John Darwin, 57, is being questioned by police in northeastern England following his arrest on suspicion of fraud, a spokesman for Cleveland, England, police said.
Darwin walked into a police station in London last weekend -- five years after he was thought to have died after the remains of a canoe he paddled into the North Sea, off northeastern England, washed up on shore.
Darwin was declared dead by a coroner in 2003, 13 months after his disappearance in March 2002.
His wife, the paper reported, described how the prison officer and former teacher discussed faking his death just before he disappeared because of mounting debts.
When John Darwin vanished she said she thought he was dead -- until, she is reported to have said, he turned up on the doorstep of the family home at Seaton Carew, northeastern England, one year later.
"I didn't even recognize him at first," Anne Darwin told the newspaper, adding that her husband looked thin, dirty and smelled dreadful. "I was relieved he was alive, of course. But I was also very angry with him."
She said that her husband stayed at the home on and off before he got a one-room apartment in another part of the large house so he could vanish if friends or family arrived, also disguising himself with a hat or limp when he went outside.
But hiding away began to take its toll, Anne Darwin reportedly said, and the pair decided to leave Britain.
Her husband traveled on a false passport to look at property in Cyprus and inquire about buying a catamaran in Gibraltar, she said, before they finally settled in Panama. She went to live there six weeks ago.
She is believed to be in the United States after leaving Panama on a flight late Thursday, a Panamanian immigration representative has told CNN.
Anne Darwin, the newspaper said, said she intended to repay the total of £155,000 (about $315,000 U.S.) she received from her husband's insurance policies, some of which she used to pay off their home mortgage.
The newspaper said she was not paid for her story and accepts she is likely to be arrested upon her return to Britain.
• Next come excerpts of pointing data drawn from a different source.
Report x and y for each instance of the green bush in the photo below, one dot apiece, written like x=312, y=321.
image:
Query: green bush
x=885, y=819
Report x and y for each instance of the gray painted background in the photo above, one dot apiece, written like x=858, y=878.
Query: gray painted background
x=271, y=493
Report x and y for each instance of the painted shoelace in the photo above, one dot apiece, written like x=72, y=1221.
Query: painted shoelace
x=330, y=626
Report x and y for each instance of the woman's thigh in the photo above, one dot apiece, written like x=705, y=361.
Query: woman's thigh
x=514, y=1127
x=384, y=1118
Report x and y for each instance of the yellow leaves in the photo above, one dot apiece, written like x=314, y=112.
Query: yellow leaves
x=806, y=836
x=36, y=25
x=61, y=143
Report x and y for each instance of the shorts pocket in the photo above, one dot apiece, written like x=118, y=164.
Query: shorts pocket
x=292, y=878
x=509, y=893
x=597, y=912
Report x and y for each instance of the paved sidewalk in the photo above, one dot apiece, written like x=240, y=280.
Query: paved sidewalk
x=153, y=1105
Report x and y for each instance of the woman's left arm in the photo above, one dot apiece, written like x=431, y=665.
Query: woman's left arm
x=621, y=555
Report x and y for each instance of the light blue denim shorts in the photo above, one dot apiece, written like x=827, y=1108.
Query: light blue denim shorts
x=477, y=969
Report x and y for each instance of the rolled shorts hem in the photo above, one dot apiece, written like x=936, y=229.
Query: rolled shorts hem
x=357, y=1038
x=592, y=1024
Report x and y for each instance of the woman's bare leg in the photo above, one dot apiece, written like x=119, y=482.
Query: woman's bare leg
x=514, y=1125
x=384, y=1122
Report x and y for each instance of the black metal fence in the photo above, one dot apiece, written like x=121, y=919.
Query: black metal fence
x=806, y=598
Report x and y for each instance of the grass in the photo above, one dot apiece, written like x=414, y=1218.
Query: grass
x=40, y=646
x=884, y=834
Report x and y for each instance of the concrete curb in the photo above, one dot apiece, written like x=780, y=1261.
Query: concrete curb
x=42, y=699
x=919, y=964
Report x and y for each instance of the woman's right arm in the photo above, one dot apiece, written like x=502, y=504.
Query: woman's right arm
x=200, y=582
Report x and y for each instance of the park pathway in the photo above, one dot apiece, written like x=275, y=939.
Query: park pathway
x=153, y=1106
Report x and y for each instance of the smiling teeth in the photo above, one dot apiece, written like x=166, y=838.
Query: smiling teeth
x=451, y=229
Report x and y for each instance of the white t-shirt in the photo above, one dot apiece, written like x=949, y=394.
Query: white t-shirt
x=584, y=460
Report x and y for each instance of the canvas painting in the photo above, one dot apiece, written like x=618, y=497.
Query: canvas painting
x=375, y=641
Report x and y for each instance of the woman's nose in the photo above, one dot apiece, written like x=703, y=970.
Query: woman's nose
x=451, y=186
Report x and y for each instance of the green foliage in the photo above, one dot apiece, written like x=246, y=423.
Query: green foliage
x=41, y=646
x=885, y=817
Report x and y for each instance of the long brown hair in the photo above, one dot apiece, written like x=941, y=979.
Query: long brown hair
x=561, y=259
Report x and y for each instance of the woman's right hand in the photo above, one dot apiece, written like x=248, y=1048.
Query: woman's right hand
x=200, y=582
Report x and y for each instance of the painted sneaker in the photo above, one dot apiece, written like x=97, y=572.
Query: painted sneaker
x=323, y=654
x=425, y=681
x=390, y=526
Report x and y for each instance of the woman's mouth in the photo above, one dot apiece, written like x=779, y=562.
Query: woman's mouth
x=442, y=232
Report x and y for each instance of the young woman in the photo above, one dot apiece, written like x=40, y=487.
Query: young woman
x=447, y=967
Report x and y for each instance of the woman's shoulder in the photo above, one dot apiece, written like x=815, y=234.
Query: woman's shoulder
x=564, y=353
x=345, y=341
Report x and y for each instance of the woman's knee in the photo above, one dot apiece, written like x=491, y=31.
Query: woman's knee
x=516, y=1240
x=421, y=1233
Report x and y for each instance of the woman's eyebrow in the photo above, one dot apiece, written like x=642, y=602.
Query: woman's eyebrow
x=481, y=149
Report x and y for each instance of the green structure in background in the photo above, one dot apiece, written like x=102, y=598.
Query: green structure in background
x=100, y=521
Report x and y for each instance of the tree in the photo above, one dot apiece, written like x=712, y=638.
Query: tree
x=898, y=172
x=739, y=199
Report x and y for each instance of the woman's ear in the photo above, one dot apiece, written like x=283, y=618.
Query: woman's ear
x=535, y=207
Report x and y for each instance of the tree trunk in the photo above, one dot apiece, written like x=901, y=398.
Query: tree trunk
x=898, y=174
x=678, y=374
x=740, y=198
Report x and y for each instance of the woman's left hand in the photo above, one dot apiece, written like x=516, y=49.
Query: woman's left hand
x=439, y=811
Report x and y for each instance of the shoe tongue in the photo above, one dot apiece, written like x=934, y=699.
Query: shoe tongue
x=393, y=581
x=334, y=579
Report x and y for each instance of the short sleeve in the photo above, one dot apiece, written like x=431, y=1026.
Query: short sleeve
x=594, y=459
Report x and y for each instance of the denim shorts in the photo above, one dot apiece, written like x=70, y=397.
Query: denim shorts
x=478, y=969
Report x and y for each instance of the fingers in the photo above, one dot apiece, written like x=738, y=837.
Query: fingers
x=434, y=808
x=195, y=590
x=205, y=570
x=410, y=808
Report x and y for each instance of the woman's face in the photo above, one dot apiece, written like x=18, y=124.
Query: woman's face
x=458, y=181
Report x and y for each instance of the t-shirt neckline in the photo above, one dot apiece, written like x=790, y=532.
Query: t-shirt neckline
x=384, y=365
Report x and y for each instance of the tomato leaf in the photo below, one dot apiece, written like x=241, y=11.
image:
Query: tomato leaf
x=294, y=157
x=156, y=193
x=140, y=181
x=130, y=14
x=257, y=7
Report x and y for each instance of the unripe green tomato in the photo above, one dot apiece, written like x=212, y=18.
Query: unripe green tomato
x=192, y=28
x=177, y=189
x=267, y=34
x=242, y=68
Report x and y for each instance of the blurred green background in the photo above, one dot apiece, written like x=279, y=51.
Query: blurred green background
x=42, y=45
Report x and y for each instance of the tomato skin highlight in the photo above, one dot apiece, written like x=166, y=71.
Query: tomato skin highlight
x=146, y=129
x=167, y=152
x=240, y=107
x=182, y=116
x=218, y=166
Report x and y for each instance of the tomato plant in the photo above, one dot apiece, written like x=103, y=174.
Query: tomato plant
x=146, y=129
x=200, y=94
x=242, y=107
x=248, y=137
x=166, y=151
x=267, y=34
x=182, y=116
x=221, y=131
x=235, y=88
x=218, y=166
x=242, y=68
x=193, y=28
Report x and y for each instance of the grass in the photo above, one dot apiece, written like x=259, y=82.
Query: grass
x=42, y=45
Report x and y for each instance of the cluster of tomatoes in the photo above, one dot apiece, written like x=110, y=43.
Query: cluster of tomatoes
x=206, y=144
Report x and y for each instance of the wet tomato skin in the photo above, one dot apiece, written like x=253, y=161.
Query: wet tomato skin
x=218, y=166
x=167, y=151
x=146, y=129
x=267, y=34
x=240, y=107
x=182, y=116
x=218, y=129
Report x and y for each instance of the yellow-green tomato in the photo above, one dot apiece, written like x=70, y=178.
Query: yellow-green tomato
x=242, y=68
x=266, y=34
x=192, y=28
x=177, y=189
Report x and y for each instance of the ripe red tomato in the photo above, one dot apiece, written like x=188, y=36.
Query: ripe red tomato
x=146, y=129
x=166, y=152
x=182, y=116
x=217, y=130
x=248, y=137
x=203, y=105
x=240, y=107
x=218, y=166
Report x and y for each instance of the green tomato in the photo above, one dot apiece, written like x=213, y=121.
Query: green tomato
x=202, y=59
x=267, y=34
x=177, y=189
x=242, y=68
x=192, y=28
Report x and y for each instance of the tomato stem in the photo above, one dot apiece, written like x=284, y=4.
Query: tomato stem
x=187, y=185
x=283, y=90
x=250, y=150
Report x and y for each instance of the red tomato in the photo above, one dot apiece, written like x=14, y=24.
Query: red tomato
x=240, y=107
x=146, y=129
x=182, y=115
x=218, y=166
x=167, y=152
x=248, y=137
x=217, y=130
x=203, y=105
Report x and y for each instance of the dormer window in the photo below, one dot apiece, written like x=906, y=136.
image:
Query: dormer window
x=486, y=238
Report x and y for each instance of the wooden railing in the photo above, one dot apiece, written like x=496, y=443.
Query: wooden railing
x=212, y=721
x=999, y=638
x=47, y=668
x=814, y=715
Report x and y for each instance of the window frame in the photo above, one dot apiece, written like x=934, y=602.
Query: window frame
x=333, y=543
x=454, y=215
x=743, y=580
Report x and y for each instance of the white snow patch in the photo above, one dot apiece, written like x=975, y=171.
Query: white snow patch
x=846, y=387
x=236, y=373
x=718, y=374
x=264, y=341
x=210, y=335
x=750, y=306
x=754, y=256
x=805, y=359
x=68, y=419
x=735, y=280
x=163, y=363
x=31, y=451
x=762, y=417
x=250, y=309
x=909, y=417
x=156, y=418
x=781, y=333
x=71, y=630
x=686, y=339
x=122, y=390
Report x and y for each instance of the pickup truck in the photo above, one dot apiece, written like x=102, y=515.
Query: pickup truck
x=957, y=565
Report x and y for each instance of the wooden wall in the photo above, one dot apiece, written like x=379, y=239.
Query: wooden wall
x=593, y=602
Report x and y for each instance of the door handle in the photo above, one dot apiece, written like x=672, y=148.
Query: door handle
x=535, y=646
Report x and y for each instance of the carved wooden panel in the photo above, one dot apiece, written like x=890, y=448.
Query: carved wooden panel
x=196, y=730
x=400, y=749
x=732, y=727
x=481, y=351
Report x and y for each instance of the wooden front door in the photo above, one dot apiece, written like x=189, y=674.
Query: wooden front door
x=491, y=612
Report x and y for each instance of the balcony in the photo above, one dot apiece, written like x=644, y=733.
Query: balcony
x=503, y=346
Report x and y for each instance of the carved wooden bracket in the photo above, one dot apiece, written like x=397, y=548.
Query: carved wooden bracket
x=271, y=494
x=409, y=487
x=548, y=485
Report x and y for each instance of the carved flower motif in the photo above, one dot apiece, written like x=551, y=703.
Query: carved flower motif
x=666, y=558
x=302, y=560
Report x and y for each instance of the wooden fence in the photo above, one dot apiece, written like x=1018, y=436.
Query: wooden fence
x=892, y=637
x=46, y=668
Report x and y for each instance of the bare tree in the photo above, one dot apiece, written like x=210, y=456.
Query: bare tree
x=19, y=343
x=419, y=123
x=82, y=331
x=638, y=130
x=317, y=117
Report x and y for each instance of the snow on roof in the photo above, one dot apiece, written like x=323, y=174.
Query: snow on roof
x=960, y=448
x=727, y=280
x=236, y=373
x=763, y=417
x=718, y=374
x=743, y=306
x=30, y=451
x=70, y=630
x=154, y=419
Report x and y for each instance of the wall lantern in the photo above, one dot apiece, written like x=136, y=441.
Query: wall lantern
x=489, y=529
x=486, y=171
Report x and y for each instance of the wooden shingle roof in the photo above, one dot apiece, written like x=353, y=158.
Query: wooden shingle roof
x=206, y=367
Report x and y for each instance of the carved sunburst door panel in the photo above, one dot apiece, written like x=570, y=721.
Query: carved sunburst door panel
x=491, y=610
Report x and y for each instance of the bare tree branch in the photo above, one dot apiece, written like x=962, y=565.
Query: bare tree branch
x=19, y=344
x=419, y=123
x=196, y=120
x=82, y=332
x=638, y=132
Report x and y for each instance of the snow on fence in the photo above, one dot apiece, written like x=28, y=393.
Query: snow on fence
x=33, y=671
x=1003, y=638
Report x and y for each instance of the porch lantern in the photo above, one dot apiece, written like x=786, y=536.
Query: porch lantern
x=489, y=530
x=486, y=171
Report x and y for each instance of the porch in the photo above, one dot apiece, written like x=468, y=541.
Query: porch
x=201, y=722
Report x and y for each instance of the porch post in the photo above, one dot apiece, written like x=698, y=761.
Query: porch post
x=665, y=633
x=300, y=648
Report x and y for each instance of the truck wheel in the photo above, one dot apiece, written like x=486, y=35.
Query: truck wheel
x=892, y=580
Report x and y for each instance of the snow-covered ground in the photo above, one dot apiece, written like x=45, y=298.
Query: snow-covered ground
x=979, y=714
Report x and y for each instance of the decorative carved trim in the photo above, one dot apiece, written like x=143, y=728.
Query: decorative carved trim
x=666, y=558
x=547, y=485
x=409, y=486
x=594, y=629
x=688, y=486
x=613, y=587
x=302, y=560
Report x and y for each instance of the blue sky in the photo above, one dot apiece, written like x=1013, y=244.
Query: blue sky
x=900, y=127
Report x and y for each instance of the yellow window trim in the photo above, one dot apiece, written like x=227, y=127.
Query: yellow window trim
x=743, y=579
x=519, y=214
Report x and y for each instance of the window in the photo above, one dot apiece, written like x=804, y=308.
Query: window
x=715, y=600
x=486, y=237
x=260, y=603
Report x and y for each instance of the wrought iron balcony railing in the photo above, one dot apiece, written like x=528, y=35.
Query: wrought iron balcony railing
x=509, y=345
Following his reappearance last weekend, John Darwin was initially reunited with his two sons, who released a joint statement saying their father claimed to have amnesia dating back to June 2000.


But in a statement released by Cleveland police Thursday, the sons, Mark, 31, and Anthony, 29, said they were in an "angry and confused state of mind" and they wanted no further contact with their parents.
After media reports Thursday that Anne Darwin had confessed to knowing her husband was alive, the sons said: "If the papers' allegations of a confession from our mam are true, then we very much feel that we have been the victims in a large scam."
"In the short space of time following our dad's appearance in London on Saturday, we have gone through a rollercoaster of emotion," the statement said.